I've had a love affair with The Importance of Being Earnest since I was in college and appeared in a student-directed production of Ernest in Love, a flawed but charming musical based on Oscar Wilde's delightful send-up of Victorian societal conventions. For me, the show has always held an irresistible fascination, representing a perfect little world of genuinely clueless people, who nonetheless firmly believe every last utterance that issues forth from their convention-addled little brains.
Pulling off the feat of creating Wilde's ridiculous world requires a firm directorial hand. Such direction was sorely lacking from the most recent film version of Earnest, and somewhat uneven in the recent Off-Broadway revival of Ernest in Love.
Alas, the same can be said for the current Broadway revival of The Importance of Being Earnest, although I do get the sense that I'm in the minority here. The production truly comes alive whenever Brian Bedford is on stage.
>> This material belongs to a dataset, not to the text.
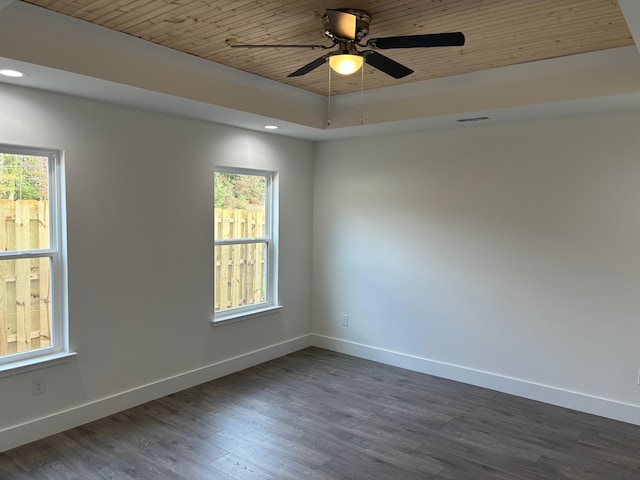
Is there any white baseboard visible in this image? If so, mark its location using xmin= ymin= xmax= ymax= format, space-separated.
xmin=0 ymin=335 xmax=311 ymax=452
xmin=311 ymin=334 xmax=640 ymax=425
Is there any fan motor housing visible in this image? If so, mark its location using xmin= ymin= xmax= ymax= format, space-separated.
xmin=322 ymin=8 xmax=372 ymax=42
Bedford gives a truly virtuoso comic performance here as that fabulous Gorgon, Lady Bracknell. He embodies her heart and soul, bringing to the role a delightful sense of pomposity, wringing humor from even the most seemingly mundane of Wilde's rejoinders.
But, as often happens when actors helm productions in which they star, Bedford the director hasn't fully succeeded in bringing all of his fellow actors into the same Wildean world. The cast is sublimely talented to a person, but they all seem to be acting in different productions. Truthfully, each of those productions would likely be a delight to witness, but somehow those worlds don't combine into the heady and intoxicating concoction that the play has the potential to be.
The disparate styles present in the three central scene partnerships in the show embody a good deal of what's missing from the show. In the central role of Algernon, Santino Fontana is full of puckish charm and impish delight. It makes me sort of sad I missed him in last season's short-lived Brighton Beach Memoirs. But David Furr as Jack Worthing, seems to be in a completely different world from that of Fontana, which throws off the rhythm of their many scenes together. Furr is forced when Fontana is effortless, and it robs their scenes of comedic momentum.
Likewise mismatched are Charlotte Parry as Cecily Cardew and Sara Topham as Gwendolyn Fairfax. Again, we have Topham's twinkling, easy charm with Parry's more studied vacuousness which produces a very similar plodding nature to scenes that should ideally brim with effervescence.
As if on cue, we have yet another discordant couple in Dana Ivey as Miss Prism and Paxton Whitehead as Reverend Chasuble. Ivey would seem to be perfect for the role, but here eschews her more typical intense underplaying for a melodramatic style that would seem more at home in a Restoration comedy. Whitehead's style seems a bit more appropriate to the piece at hand, giving Chasuble an arch yet restrained countenance that the rest of the cast could have greatly benefited from.
Again, I would seem to be alone in finding fault with this production, because just today we heard the announcement that the show has been extended a whopping 17 weeks, through July 3rd. (A move that has prompted the Roundabout to shift its upcoming production of the intriguing new musical The People in the Picture, starring the marvelous Donna Murphy, to the Studio 54.) Despite my quibbles, the production is well worth seeing. I just really wish it had been more enchanting, and less of a slog.